This repo can be used to perform fine-mapping with SuSiE and CARMA on a large, shared computing cluster with reference LD from the Pan-UK Biobank resource.
• src: Contains scripts for running the pipeline.
• output: Contains the output of the finemapping process.
• data: Will contain summary statistics and lead SNPs.
The pipeline requires the use of hail and Google Cloud SDK. We can install these in a conda environment by installing from the file hail_env.yml located in the base folder:
mamba env create -f hail_env.yml
This requires that you have conda and mamba installed (mamba will drastically improve installation times).
Once the hail environment is installed you can activate it using
conda activate hail_env
Once activated you will have to install CARMA directly in an R session:
R -e "remotes::install_github('ZikunY/CARMA')"
You will have to define project and region, and install gcloud beta in order to create a virtual machine on Google Cloud:
gcloud config set project $PROJECTID gcloud config set compute/region us-central1 gcloud components install beta
If you haven’t already, make sure to activate the conda environment for running the pipeline:
conda activate hail_env
Google Cloud Authentication
Before starting the pipeline you will have to login to gcloud:
gcloud auth login --no-launch-browser
You will receive a link to login to Google Cloud.
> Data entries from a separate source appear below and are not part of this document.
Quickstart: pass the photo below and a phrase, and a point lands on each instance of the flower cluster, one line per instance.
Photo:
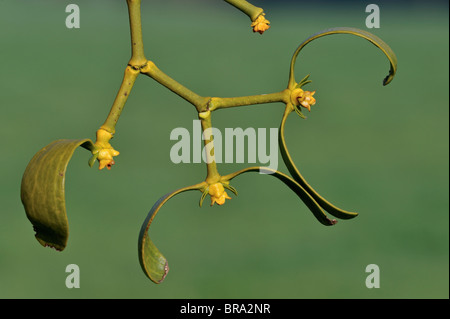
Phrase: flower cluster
(218, 194)
(303, 98)
(261, 24)
(104, 151)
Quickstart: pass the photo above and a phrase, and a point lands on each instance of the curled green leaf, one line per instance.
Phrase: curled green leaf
(330, 208)
(309, 201)
(42, 191)
(153, 263)
(360, 33)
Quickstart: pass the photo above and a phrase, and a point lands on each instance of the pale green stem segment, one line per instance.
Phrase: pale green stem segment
(309, 201)
(127, 84)
(153, 263)
(213, 175)
(216, 103)
(137, 44)
(152, 71)
(360, 33)
(333, 210)
(249, 9)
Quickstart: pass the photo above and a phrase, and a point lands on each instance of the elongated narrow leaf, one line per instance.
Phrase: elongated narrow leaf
(360, 33)
(153, 263)
(330, 208)
(42, 191)
(309, 201)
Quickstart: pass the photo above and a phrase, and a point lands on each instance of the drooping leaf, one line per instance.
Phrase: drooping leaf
(330, 208)
(360, 33)
(42, 191)
(153, 263)
(309, 201)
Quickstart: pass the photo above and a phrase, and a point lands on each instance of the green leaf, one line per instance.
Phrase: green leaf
(153, 263)
(42, 191)
(330, 208)
(309, 201)
(360, 33)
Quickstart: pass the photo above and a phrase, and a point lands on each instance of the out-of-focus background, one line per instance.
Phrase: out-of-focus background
(380, 151)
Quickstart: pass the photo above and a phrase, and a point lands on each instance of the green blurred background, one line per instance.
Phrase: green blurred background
(381, 151)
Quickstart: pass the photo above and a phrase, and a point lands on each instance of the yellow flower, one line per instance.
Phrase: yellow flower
(261, 24)
(104, 150)
(303, 98)
(218, 194)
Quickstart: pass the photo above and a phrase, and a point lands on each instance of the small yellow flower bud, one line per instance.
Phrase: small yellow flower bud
(261, 24)
(105, 151)
(218, 194)
(303, 98)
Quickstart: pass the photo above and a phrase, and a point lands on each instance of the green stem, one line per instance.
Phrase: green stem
(156, 74)
(137, 45)
(247, 8)
(121, 98)
(216, 103)
(213, 175)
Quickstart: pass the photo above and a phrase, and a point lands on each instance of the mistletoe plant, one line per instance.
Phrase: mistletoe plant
(42, 189)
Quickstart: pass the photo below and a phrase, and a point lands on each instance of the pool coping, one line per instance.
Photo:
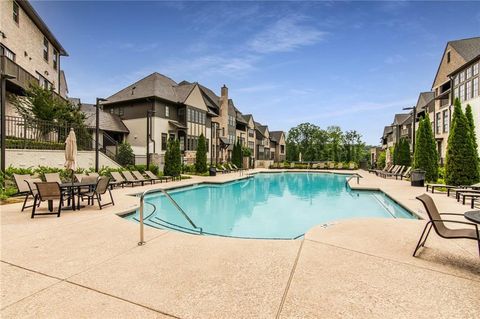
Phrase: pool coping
(132, 210)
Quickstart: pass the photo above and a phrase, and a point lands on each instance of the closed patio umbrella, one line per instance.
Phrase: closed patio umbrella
(71, 152)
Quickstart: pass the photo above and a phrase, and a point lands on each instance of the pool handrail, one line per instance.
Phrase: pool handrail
(142, 197)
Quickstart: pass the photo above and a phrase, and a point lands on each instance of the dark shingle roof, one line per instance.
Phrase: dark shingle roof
(276, 136)
(400, 118)
(467, 48)
(108, 121)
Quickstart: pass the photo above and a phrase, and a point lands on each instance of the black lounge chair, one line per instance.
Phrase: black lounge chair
(438, 225)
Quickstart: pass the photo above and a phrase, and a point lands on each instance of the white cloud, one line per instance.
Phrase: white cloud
(287, 34)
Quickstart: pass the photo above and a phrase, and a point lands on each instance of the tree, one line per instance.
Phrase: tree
(471, 124)
(201, 155)
(173, 158)
(125, 155)
(426, 156)
(461, 166)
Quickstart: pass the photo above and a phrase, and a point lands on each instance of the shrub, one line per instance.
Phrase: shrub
(426, 156)
(461, 166)
(201, 155)
(125, 155)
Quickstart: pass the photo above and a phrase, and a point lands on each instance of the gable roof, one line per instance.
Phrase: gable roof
(153, 85)
(424, 99)
(399, 119)
(467, 48)
(276, 136)
(33, 15)
(108, 121)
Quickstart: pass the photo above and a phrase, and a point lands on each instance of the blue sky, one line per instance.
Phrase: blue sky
(352, 64)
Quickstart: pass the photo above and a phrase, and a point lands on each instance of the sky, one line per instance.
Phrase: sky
(352, 64)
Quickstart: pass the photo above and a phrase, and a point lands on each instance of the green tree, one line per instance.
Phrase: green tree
(426, 156)
(471, 124)
(461, 166)
(125, 155)
(201, 155)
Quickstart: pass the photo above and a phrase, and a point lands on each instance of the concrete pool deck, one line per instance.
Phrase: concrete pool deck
(87, 264)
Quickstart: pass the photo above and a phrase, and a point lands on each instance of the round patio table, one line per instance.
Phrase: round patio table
(473, 215)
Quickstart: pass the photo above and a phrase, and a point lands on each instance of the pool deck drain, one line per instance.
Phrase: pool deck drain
(87, 264)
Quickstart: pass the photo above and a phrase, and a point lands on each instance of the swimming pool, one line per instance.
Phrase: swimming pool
(267, 205)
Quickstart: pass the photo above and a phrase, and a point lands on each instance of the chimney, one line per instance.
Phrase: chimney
(224, 92)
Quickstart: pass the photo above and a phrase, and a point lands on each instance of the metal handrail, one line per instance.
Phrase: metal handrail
(358, 176)
(142, 197)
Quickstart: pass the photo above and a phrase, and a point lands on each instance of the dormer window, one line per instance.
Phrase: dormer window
(55, 59)
(45, 49)
(16, 12)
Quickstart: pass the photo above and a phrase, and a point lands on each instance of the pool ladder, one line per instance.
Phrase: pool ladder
(142, 207)
(358, 176)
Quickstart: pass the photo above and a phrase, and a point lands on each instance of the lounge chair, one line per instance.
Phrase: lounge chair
(433, 186)
(48, 191)
(23, 188)
(441, 229)
(100, 189)
(405, 174)
(399, 170)
(118, 179)
(154, 178)
(132, 180)
(140, 177)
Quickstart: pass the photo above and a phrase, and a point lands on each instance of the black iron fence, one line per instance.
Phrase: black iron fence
(22, 133)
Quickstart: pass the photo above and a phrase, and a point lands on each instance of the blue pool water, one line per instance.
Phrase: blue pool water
(269, 205)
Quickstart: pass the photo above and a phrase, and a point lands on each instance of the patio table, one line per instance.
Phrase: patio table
(473, 215)
(73, 188)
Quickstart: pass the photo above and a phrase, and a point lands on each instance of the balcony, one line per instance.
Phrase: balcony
(23, 79)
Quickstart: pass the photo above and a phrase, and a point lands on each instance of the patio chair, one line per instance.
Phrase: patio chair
(405, 174)
(140, 177)
(118, 179)
(154, 178)
(93, 174)
(23, 188)
(132, 180)
(79, 177)
(100, 189)
(48, 191)
(441, 229)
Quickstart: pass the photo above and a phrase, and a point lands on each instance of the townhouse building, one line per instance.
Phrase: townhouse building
(455, 65)
(29, 52)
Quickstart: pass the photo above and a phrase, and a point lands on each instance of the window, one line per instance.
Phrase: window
(468, 87)
(439, 122)
(469, 73)
(445, 121)
(164, 141)
(55, 59)
(475, 87)
(16, 12)
(45, 49)
(6, 52)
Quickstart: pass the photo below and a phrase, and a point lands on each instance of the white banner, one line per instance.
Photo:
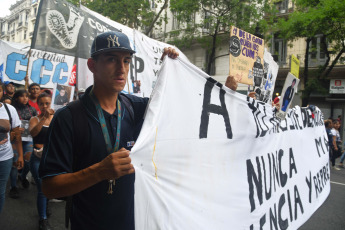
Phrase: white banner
(210, 158)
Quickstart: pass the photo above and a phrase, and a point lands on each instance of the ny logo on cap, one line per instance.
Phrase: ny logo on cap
(114, 41)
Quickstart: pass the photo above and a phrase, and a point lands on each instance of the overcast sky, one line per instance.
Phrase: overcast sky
(5, 5)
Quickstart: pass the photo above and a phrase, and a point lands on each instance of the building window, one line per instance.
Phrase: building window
(279, 49)
(282, 6)
(316, 48)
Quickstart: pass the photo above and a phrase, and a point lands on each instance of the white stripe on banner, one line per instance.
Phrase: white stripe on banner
(224, 161)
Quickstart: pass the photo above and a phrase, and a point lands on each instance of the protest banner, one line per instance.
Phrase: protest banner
(294, 66)
(210, 158)
(264, 92)
(246, 57)
(62, 95)
(65, 30)
(44, 68)
(288, 93)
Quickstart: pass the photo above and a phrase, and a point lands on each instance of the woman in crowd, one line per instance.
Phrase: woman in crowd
(9, 120)
(25, 111)
(38, 130)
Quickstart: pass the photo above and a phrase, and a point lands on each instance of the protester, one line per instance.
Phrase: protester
(98, 203)
(331, 141)
(25, 112)
(61, 98)
(9, 121)
(38, 130)
(9, 90)
(34, 92)
(336, 141)
(275, 103)
(289, 93)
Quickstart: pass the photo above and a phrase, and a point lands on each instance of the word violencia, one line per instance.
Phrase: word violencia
(269, 178)
(266, 177)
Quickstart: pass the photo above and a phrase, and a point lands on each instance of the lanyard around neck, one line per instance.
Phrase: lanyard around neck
(105, 131)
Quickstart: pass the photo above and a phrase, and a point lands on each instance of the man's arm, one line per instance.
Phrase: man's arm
(114, 166)
(334, 142)
(19, 145)
(171, 52)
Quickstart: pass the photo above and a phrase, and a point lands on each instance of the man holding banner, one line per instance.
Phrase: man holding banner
(100, 176)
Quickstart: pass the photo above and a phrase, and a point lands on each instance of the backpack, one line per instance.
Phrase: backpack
(81, 133)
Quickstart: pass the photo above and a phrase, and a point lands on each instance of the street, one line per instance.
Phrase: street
(22, 213)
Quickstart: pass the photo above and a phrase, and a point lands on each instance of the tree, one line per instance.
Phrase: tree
(311, 18)
(216, 18)
(136, 14)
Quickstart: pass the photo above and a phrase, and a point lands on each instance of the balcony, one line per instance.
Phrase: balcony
(22, 25)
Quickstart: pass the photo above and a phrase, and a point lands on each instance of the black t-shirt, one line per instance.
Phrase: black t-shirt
(93, 208)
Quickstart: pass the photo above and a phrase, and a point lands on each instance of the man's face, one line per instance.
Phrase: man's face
(34, 91)
(62, 92)
(10, 88)
(111, 70)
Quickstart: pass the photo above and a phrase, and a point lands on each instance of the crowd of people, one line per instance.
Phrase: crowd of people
(91, 170)
(25, 118)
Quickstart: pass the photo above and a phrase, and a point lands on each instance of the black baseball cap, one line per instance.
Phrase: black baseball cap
(110, 41)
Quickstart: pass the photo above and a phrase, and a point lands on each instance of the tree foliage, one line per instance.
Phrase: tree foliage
(214, 21)
(311, 18)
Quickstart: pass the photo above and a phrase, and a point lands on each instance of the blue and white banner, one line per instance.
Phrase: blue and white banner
(210, 158)
(44, 68)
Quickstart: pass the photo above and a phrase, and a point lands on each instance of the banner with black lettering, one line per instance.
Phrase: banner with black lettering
(210, 158)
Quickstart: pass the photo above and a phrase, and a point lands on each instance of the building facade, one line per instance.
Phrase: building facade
(19, 25)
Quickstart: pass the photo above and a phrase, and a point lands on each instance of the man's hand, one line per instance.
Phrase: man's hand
(48, 113)
(3, 141)
(20, 162)
(252, 95)
(116, 165)
(231, 83)
(171, 52)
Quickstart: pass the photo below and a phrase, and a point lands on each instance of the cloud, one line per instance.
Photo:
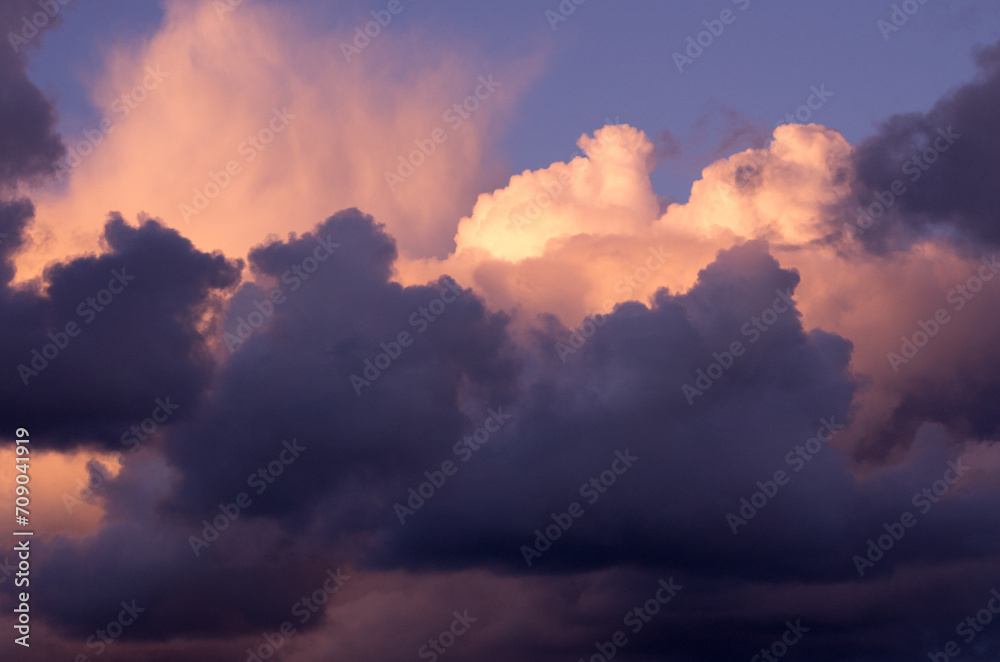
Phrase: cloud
(129, 320)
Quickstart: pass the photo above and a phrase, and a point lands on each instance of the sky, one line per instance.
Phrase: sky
(547, 331)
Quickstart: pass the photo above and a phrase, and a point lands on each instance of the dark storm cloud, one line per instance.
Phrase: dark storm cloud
(29, 144)
(292, 376)
(89, 357)
(621, 390)
(948, 182)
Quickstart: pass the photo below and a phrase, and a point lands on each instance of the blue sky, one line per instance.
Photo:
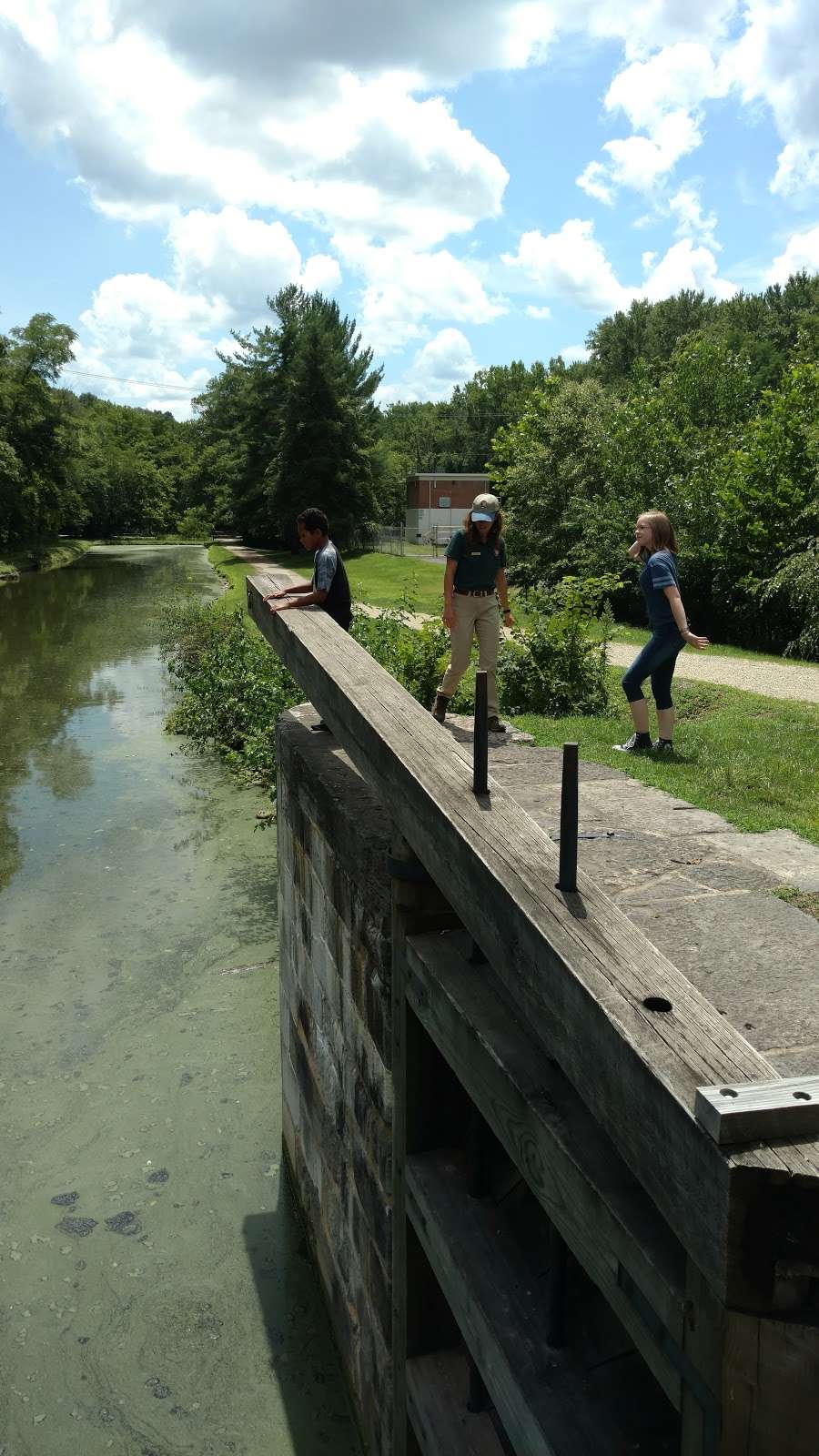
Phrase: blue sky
(475, 182)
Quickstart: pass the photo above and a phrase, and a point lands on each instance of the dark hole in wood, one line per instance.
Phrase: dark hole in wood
(658, 1004)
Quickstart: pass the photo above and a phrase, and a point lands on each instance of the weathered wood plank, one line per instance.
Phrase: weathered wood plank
(436, 1394)
(571, 1168)
(770, 1388)
(574, 966)
(760, 1110)
(547, 1400)
(414, 907)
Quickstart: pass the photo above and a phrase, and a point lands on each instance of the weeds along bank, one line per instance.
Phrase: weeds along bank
(234, 688)
(44, 555)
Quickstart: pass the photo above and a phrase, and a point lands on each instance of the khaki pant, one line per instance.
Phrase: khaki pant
(474, 616)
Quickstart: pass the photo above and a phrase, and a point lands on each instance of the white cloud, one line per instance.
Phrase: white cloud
(570, 266)
(438, 368)
(146, 342)
(774, 62)
(691, 222)
(573, 353)
(680, 77)
(242, 259)
(687, 267)
(797, 169)
(208, 114)
(802, 251)
(404, 288)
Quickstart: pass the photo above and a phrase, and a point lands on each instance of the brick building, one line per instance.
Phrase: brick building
(440, 500)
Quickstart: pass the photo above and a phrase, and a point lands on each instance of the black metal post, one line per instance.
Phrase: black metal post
(479, 1398)
(555, 1293)
(481, 737)
(569, 819)
(477, 1155)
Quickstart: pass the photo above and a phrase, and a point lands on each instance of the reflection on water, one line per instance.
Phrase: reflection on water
(138, 1057)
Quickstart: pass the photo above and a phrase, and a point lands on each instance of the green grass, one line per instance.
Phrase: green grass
(373, 577)
(44, 555)
(640, 635)
(746, 757)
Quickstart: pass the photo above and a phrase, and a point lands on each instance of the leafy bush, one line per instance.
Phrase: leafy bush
(234, 688)
(552, 667)
(796, 590)
(416, 657)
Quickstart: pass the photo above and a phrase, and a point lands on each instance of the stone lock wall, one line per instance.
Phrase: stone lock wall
(334, 914)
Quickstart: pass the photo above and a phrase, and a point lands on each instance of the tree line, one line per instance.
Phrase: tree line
(704, 408)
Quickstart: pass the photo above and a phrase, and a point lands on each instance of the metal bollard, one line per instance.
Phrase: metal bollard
(555, 1292)
(569, 820)
(481, 737)
(477, 1155)
(479, 1398)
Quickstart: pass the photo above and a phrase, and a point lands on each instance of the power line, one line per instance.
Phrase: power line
(118, 379)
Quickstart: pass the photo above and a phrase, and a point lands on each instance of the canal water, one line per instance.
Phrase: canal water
(155, 1289)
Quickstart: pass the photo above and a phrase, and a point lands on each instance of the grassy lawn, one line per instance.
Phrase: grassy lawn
(749, 759)
(373, 577)
(640, 635)
(746, 757)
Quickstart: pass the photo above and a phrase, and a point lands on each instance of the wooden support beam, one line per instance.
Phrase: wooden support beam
(416, 906)
(436, 1394)
(753, 1111)
(571, 1168)
(550, 1402)
(632, 1034)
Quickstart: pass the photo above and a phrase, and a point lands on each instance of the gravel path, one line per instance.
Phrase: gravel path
(751, 674)
(770, 679)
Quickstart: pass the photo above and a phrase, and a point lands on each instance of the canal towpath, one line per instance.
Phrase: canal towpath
(789, 681)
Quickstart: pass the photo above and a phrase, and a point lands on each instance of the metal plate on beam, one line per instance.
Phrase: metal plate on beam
(753, 1111)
Copy it into your browser and follow the instructions. Return the code after you have authenticated your login.
We should now be ready to run the actual pipeline. The pipeline consists of three scripts:
1.0.0_prep_locus_ss.sh - Prepares loci and uploads them to cloud
2.0.0_get_LDmat.py - Runs on the cloud to generate LD matrices
3.1.0_run_FM_per_locus.sh - Performs finemapping with Susie and CARMA
We can run the first script by navigating to the src folder and running:
sbatch src/1.0.0_prep_locus_ss.sh [/path/to/lead_SNP_file] [gcloud_sumstats_name] [/path/to/sumstats] [Ancestry] [Region size]
Arguments: Path to lead snp file Name of project to be created on google cloud Path to summary statistics Ancestry (we tend to use three-letter abbreviation like EUR for european) Region size in Mbp (for 1.5Mbp region around each lead SNP you should put in 1.5, leading to a total window size of 3Mb)
Example:
sbatch src/1.0.0_prep_locus_ss.sh data/2016_27723757_VIT_EUR_leadSNPs.tsv 2016_27723757_VIT_EUR data/2016_27723757_VIT_EUR.assoc EUR 1.5
The second script needs to be run on a virtual machine (VM) on Google Cloud. To initiate this we run:
CLOUD_PROJECT=nygc-comp-d-95c4 REGION=us-central1 NAME="$(whoami)-cluster" SERVICE_ACCOUNT=project-service-account@nygc-comp-d-95c4.iam.gserviceaccount.com
hailctl dataproc start $NAME
--project $CLOUD_PROJECT
--region $REGION
--no-address
--max-age 8h
--num-preemptible-workers 2
--num-workers 2
--max-idle 30m
--service-account $SERVICE_ACCOUNT
--subnet subnet-10-128
Once you have run this it will need a few minutes to initiate the VM. When this is done you can run the script to obtain the LD Matrix by running:
hailctl dataproc submit $NAME src/2.0.0_get_LDmat.py --ss_name [gcloud_sumstats_name] --window_mb [Region size]
The gcloud_sumstats_name must match the name you chose when running script 1.0.0_prep_locus_ss.sh
Example: hailctl dataproc submit $NAME src/2.0.0_get_LDmat.py --ss_name 2016_27723757_VIT_EUR --window_mb 1.5
Final step is to run the finemapping pipeline using both CARMA and SuSiE. The script can be initiated from the src directory using:
sbatch src/3.0.0_run_FM.sh [gcloud_sumstats_name] [Ancestry] [n samples] [n_cases] [Region size]
Example: sbatch src/3.0.0_run_FM.sh 2016_27723757_VIT_EUR EUR 40258 2853 1.5
Here n samples refers to the total number of samples used in the GWAS study while n cases refers to only the number of cases. Both these numbers can be found in the GWAS catalog entry for the study of use.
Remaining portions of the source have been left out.